What exactly are the characteristics of the built-in, vectorized functions that make them superior to coding log-likelihoods and adding to target by hand? Is it that the analytic derivatives are coded up behind the scenes, making the differentiation faster? superior numeric stability? prevention of loops via matrix math? It’s probably a combination of all three, but how should I think about what facets of my particular problem will influence the relative importance of these considerations?

For background, I am working with a likelihood involving censored Weibull-like variables. I do not believe this likelihood can be vectorized with weibull_lpdf and weibull_lccdf because those functions return the log-pdf and log-survival summed across the entire input vector. (I know I haven’t explained well why I can’t vectorize, but I don’t want to get too bogged down in the specifics of my particular problem. If you are unusually curious or just like reading ugly code, the Stan file is here.)

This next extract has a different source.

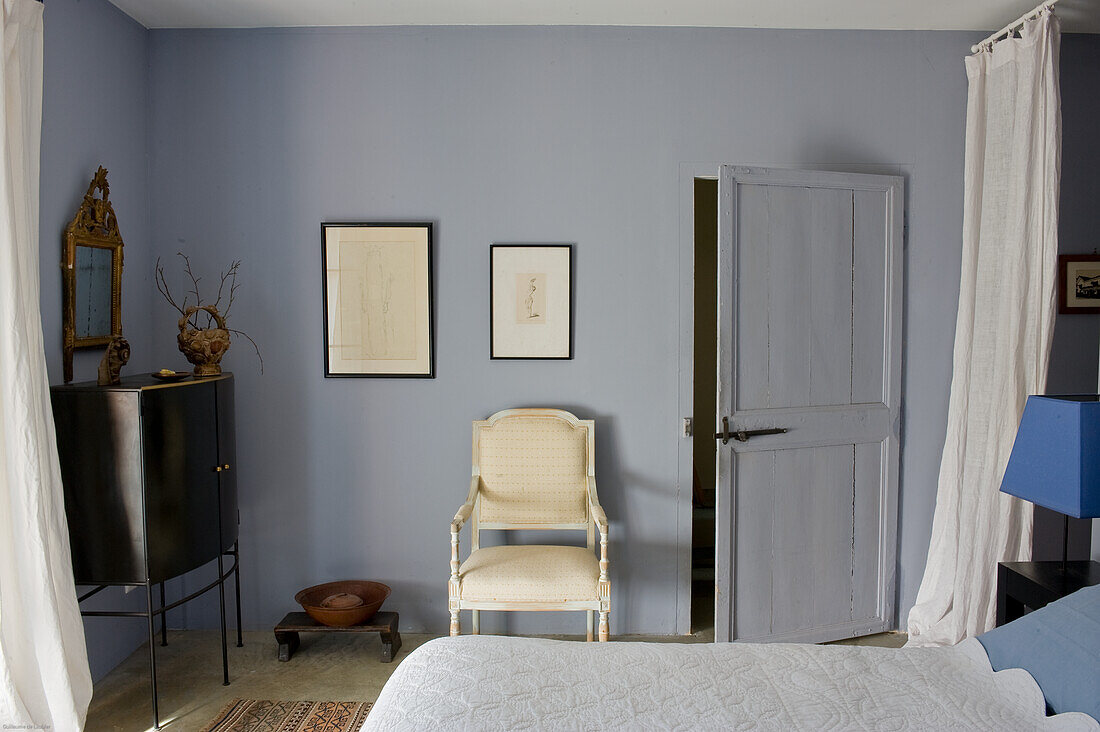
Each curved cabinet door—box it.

Right now my code loops through the N observations, calling the weibull_lpdf and weibull_lccdf functions when possible in order to obtain component likelihood quantities like the log-instantaneous hazard. Are there ways to do DIY vectorization to get most of the speed/stability benefits of the built-in functions? Should I be writing my own _lpdf function and somehow specifying analytic derivatives somewhere?

Only the first two.

You can’t do it from within the Stan language. You have to declare but not define a user-defined function and #include a C++ definition for that function. But in the case of just looping over a vector to get component-wise likelihoods, I think calling weibull_lpdf and weibull_lccdf is fine.

See the discussion in the manual chapter on efficiency for the full story.

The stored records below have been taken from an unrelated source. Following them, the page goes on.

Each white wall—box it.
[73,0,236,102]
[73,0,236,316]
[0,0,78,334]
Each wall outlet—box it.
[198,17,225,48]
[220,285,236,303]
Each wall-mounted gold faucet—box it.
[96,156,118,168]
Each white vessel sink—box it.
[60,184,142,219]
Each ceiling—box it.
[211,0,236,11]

The biggest issue is a compressed autodiff graph leading to fewer virtual function calls and more memory locality in the backward pass of autodiff.

The second big issue is shared computations, i.e., only computing log(sigma) once in
y ~ normal(mu, sigma) when y is a vector.

The third big issue is that we drop constant terms using the ~ notation, so y ~ normal(mu, sigma) is more efficient than target += normal_lpdf(y | mu, sigma).